# 2001 Swift Gazelle F59 High !! Payload ??



## yenna (May 1, 2005)

Hi everyone, 
I'm new to these forums so I hope you will bear with me! 
I am in the process of buying a Swift Gazelle F59 High motorhome but I am having difficulty finding the correct payload figures for the vehicle. the hand book includes details of the standard F59 not the High model. I have been onto Swift customer services who have sent a p/copy of the details with no other comment. The spec is stated as follows:- 
Chassis 3.4 tonne. MTPLM 3050kg. MRO 2910kg. MUP 490kg. EHE 175kg. 

I thought payload (MUP) was MTPLM-MRO = 140kg. 

Am I wrong, is this an unusable vehicle or is there a misprint in swifts specs. I can't find any other details on the net about this. 

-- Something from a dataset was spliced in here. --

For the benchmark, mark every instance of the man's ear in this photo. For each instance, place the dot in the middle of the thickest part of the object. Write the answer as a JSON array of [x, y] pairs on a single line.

Otherwise it's a beautiful motorhome with plenty of storage in the double floor. But it's no use if it will only carry the driver and no luggage. 

Hope somebody out there knows about these things? Thanks in anticipation. 
Les


----------



## pauls5542 (Sep 28, 2007)

Les.
You have got your MTPL wrong in your calcs it should be 
3400 - 2910 = 490 then less your EHabitation therefore you user payload is a miserly 490 - 175 = 315kg.
I have Gazelle F59High LHD 01 It gives my payload as 538kg minus 172 user payload so i have 366kg.
I have the original sales catalogue from swift on The Gazelle F59 High its different on the MRO to yours,its 2862kg.
I have details on both RHD and LHD gazelles.

Hope this helps.
Paul Stanley. email [email protected]


----------



## SwiftGroup (Jun 27, 2007)

Les, 
I am sorry I don't understand the figures you have been given the correct figures for a 2001 Gazelle F59 high are;

MRO = 2862kg
MTPLM = 3400kg
Max User Payload = 366kg
Essential Habitation Equipment Payload 172kg.

[E.g. 2862kg(MRO)+ 366KG(MUP)+172kg(EHE) = 3400kg]

Regards
Andy Spacey - Swift Group Technical


----------



## pauls5542 (Sep 28, 2007)

Have you got fixed up yet,as no reply from you.

P.Stanley. [email protected]


----------